Curtis McMurtry 2024
Photo: Megan Anderson / Courtesy of the artist

Curtis McMurtry Takes on Spring with ‘The Pollen & The Rot’

In The Pollen & The Rot, folk singer-songwriter Curtis McMurtry casts spring as the season as when sex and longing overwhelm the senses and turn us into beasts.

The Pollen & The Rot
Curtis McMurtry
Independent
31 May 2024

Singer-songwriter Curtis McMurtry has a strange and sophisticated sense of humor. He’s wry and funny one minute, then stabs the listener in the back with a mean lyric the next. The narrators of the songs on his latest album, The Pollen & The Rot, are deceitful little snits. Their selfishness and nasty traits may seem charming at first in their blunt honesty, but the characters soon devolve into inherently selfish people. That’s McMurtry’s point. They are all in each of us.

The Pollen & The Rot is McMurtry’s first of four forthcoming albums inspired by the four seasons. April is the cruelest month indeed! In the press notes, he wrote, “If springtime were a group of people, they would be impatient, horny, and brutal.” While most songwriters see spring as a time of hope, growth, change, and beauty, McMurtry casts the season as when sex and longing overwhelm the senses and turn us into beasts.

That doesn’t mean his songs are rants about the primal urges within us. The opposite is mostly the case. Songs such as the instrumental “Shake Your Ass at God” and McMurtry’s ode to desire “Heaven Can’t Be Better”, sexplicitly proclaim carnality as holy.

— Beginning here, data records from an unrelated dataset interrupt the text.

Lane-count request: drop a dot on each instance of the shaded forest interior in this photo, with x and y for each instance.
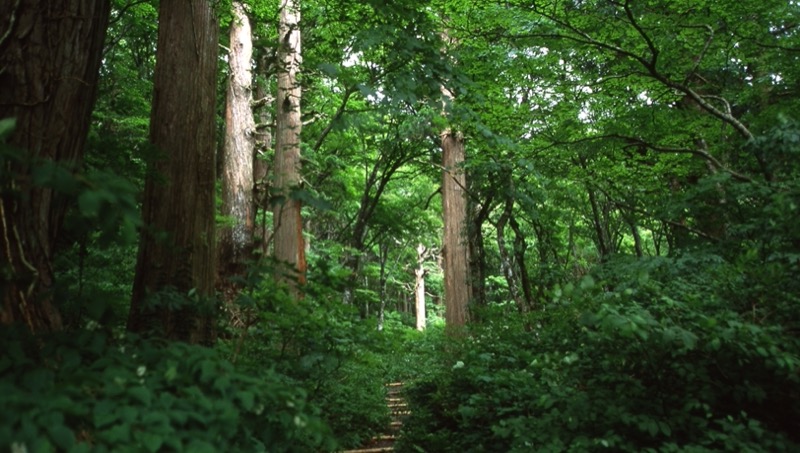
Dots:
(562, 225)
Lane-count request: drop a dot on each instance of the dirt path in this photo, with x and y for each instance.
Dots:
(399, 410)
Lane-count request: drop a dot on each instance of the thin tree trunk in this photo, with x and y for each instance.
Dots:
(178, 249)
(50, 55)
(261, 157)
(236, 239)
(520, 248)
(505, 259)
(457, 289)
(287, 222)
(419, 287)
(477, 251)
(382, 293)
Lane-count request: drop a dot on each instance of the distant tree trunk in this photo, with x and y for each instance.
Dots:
(50, 55)
(382, 293)
(178, 248)
(262, 157)
(506, 263)
(520, 249)
(457, 289)
(287, 222)
(419, 287)
(477, 253)
(236, 240)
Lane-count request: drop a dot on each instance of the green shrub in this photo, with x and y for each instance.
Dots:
(647, 355)
(81, 391)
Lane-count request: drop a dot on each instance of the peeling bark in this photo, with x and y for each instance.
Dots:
(50, 55)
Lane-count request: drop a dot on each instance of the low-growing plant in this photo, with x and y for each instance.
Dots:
(85, 391)
(645, 355)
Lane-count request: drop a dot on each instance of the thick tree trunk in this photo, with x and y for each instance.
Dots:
(236, 240)
(477, 252)
(50, 55)
(457, 289)
(287, 222)
(178, 248)
(261, 158)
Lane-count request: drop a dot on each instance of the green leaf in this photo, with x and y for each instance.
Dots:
(141, 394)
(62, 436)
(152, 442)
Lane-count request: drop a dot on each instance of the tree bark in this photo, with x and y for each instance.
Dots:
(261, 158)
(50, 55)
(178, 248)
(287, 221)
(236, 240)
(457, 289)
(506, 263)
(419, 287)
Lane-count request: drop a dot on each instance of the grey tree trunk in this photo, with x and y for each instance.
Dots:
(178, 248)
(236, 239)
(50, 56)
(457, 288)
(287, 222)
(419, 287)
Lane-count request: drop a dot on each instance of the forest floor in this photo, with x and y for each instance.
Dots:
(398, 407)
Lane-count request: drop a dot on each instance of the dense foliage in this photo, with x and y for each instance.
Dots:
(634, 189)
(646, 355)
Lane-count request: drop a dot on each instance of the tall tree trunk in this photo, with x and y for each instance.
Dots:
(506, 262)
(178, 249)
(287, 223)
(382, 293)
(520, 248)
(262, 156)
(236, 240)
(477, 252)
(457, 289)
(419, 287)
(50, 55)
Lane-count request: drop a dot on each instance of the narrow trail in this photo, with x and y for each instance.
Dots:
(399, 410)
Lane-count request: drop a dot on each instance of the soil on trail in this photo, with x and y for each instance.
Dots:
(399, 410)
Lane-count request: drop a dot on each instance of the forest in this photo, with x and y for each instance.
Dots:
(549, 225)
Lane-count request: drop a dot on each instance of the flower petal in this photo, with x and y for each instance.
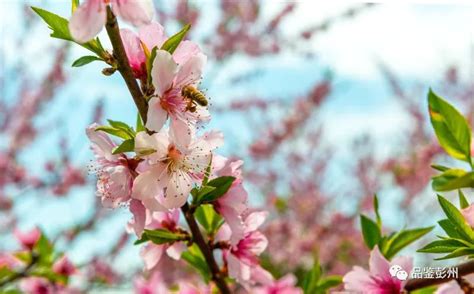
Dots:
(191, 71)
(87, 20)
(163, 72)
(152, 35)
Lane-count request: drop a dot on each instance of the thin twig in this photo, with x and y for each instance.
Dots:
(217, 276)
(123, 65)
(463, 269)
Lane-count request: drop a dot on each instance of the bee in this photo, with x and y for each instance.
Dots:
(193, 97)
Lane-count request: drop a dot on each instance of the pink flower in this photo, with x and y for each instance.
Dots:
(234, 203)
(152, 253)
(378, 280)
(28, 239)
(154, 285)
(89, 18)
(172, 169)
(285, 285)
(33, 285)
(242, 255)
(63, 266)
(468, 214)
(115, 180)
(169, 79)
(149, 37)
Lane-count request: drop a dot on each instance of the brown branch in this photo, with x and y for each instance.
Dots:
(127, 74)
(415, 284)
(217, 276)
(123, 66)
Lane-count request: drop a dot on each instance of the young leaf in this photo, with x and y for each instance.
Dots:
(140, 127)
(85, 60)
(221, 185)
(453, 179)
(403, 239)
(450, 228)
(442, 246)
(172, 43)
(195, 258)
(451, 128)
(115, 132)
(370, 231)
(208, 218)
(457, 219)
(126, 146)
(311, 278)
(463, 203)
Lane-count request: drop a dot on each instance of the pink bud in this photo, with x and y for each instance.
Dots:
(63, 266)
(28, 239)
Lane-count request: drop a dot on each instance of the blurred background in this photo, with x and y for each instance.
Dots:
(325, 102)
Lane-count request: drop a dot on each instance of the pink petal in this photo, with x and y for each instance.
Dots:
(139, 216)
(255, 220)
(146, 184)
(152, 35)
(134, 50)
(136, 12)
(358, 280)
(191, 71)
(177, 190)
(181, 132)
(185, 50)
(163, 72)
(87, 21)
(151, 254)
(174, 251)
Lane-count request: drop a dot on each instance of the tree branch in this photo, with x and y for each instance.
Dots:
(217, 276)
(123, 66)
(415, 284)
(137, 95)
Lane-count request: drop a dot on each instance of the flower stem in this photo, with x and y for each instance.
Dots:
(415, 284)
(124, 68)
(217, 276)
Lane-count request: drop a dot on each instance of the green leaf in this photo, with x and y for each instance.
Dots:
(140, 127)
(327, 283)
(457, 219)
(60, 30)
(221, 185)
(195, 258)
(312, 277)
(440, 167)
(457, 253)
(172, 43)
(463, 203)
(450, 228)
(85, 60)
(404, 238)
(370, 231)
(126, 146)
(453, 179)
(209, 219)
(451, 128)
(114, 132)
(442, 246)
(376, 208)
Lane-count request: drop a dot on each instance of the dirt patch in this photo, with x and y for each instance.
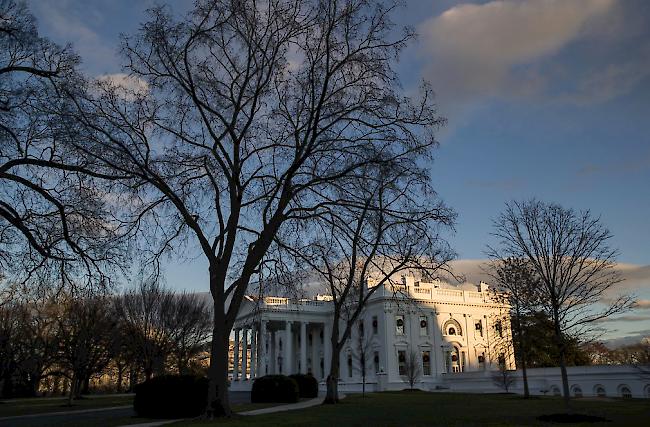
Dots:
(571, 418)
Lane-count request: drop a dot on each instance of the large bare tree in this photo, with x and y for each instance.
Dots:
(571, 254)
(54, 222)
(386, 222)
(251, 112)
(516, 285)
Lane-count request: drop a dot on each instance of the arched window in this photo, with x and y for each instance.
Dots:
(624, 391)
(599, 391)
(576, 391)
(452, 327)
(350, 365)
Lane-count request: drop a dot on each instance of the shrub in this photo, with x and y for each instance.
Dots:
(307, 385)
(274, 388)
(171, 396)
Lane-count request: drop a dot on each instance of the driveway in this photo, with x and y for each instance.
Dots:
(95, 417)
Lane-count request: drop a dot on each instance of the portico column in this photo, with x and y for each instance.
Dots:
(253, 367)
(327, 351)
(303, 348)
(315, 353)
(235, 360)
(262, 356)
(288, 349)
(244, 360)
(274, 357)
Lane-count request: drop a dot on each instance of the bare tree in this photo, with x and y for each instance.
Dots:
(251, 115)
(189, 326)
(517, 286)
(86, 331)
(412, 368)
(362, 354)
(504, 377)
(386, 223)
(570, 253)
(54, 221)
(141, 314)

The instrumental horns do the talking on one track while the singer calmly vocalizes his yearnings on the next. Both songs share a cool composure with each other and the rest of the record. He may be libidinous, but the excitement is formalized into art.

That’s evidenced in several ways, such as the fact that Curtis McMurtry’s primary accompanist on this album plays the cello—not the instrument of choice used by popular artists to express one’s dirty thoughts. Diana Burgess (of the Austin band Mother Falcon) creatively employs her stringed instrument in various ways to bring out McMurtry’s most idiosyncratic elements—a symphonic reverie one moment, a country and Western swing vibe the next.

Burgess also duets and harmonizes vocally with McMurtry. On tunes such as “You-Nirverse” and “Devour the Divine”, the two play off each other to combat the silence. The vocals adorn the instrumentation rather than the other way around. (Note: McMurtry plays lead acoustic guitar on both these cuts.)

McMurtry wrote all of the songs on The Pollen & The Rot. Besides Burgess, McMurtry is joined by Taylor Turner on bass, Paul Pinon on drums and percussion, and Jules Belmont on pedal steel on most tracks. This basic lineup gives the record a unified and intimate feel. The singer is not singing autobiographically. This is clearly intended as an artwork, not a memoir. The assumption is that the listener can identify oneself with the protagonist and identify the malevolent aspect of one’s own behavior. McMurtry’s point is that these unpleasant aspects of selfhood are only natural. No one is to blame.

“Can’t you hear the call building up, erupting,” McMurtry asks about the urge to procreate that exists along with the desire to destroy. He celebrates our human nature as part of the larger scheme of things. It doesn’t really matter if he composes three more albums to complete the song cycle, as each of the seasons contains the whole in some form—whether it’s found in the seed, the emerging plant, the flower, or the fruit. Or in death, which in itself can be found in the origins of life.

The Pollen & The Rot ends with Curtis McMurtry and Burgess singing and picking in unison. “Spinning like a swarm of flies / Desperate to prove we’re still alive / Here we are in the dirt / What will we grow?” they ask in ragged voices. The moral of the story is we live, we do what we can to survive and satisfy our needs, then we die. There is no judgment.